Svc 54: Orchard - Bishan: Home. Lunch. A hurried one so that I could make it to the next bus within the transfer time limit.

Svc 74: Bishan - NUS: Bought that Haematology text for my elective posting next week, and it's like, the last day possible for me! Tardy, lazy, procrastinating me. Errands, photocopied stuff, etc.



Svc 95: NUS -Buona Vista

Svc 106: Buona Vista - Orchard: Finally got the freebies redeemed. Abalone, a can of shark's fin, a can of Buddha Jums Over The Wall, 2 bottles bird's nest. Stuff I don't exactly like but the family gushes about.

Svc 162: Orchard - Bishan: Whew. Home.

==

8 trips, 2 of which cost me exactly $0.00 after that fare cap. Any more bus rides, and you'd hafta smell my puke all the way through your commute.

Monday, February 4, 2008

Hanky panky at the toy section



==

Speaking of which, I had my virgin experience of clubbing on Friday night.

I don't like it. Call me a prude, but it's rather pointless there, just get shitfaced enough to feel like you're cool enough for the dance floor.

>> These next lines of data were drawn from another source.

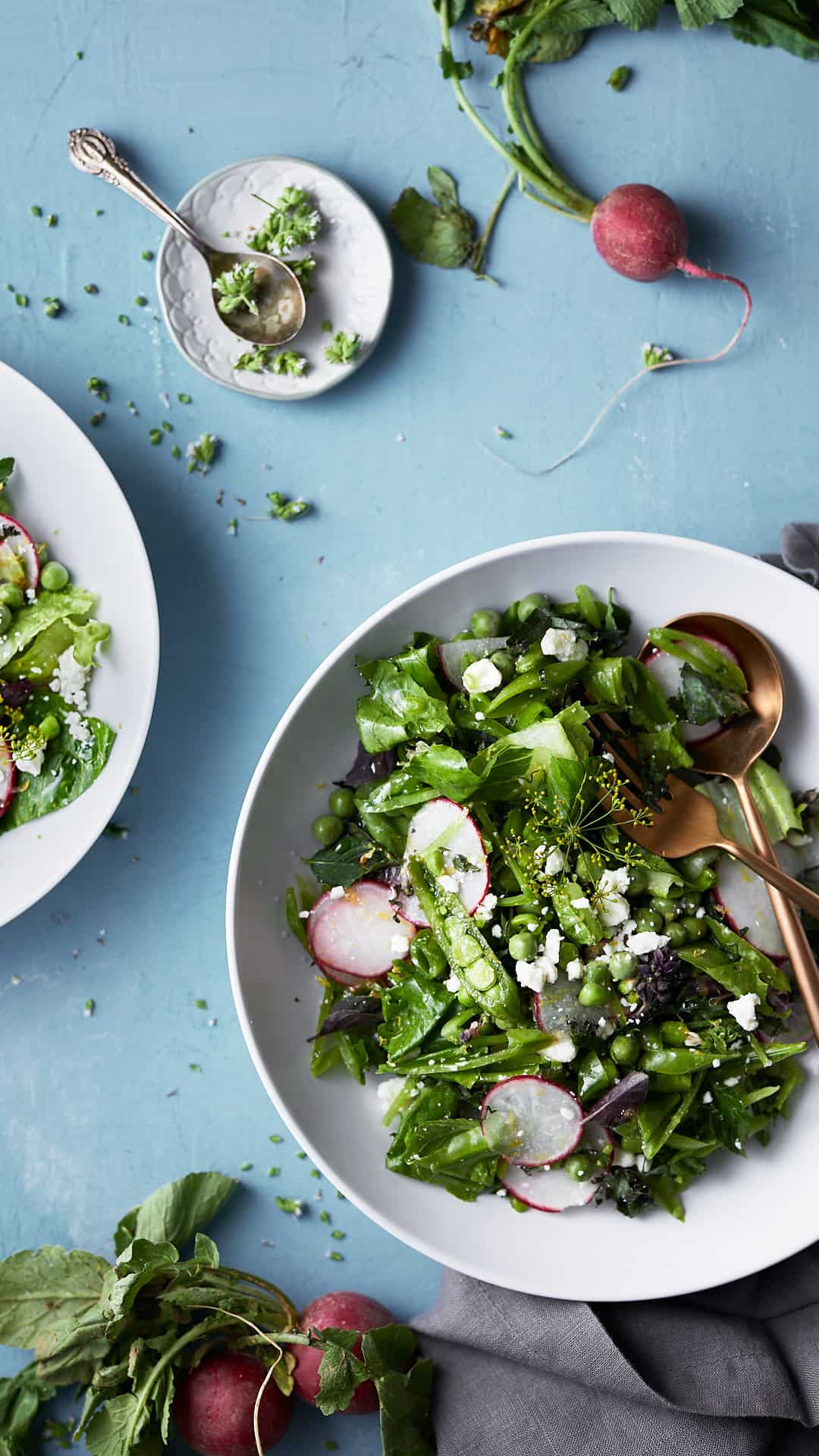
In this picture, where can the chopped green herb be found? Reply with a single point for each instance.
(202, 453)
(293, 1206)
(620, 77)
(237, 289)
(283, 509)
(344, 348)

Paying so much just to get delusionally drunk. Ugh. Not to mention, it can totally mess up one's sleeping patterns. I'm a good boy; I go to bed before 1am. If I don't I'd be cranky the next day. It really isn't worth the crankiness for that, eh?

I think chilling out somewhere quiet is way better.

I just can't stand the blaring music tearing apart my eardrums.

And those who say that the best place to find a date is a club, I'm pretty sure they were quite drunk when they thought that.

I've come to the realisation that I'm a good boy!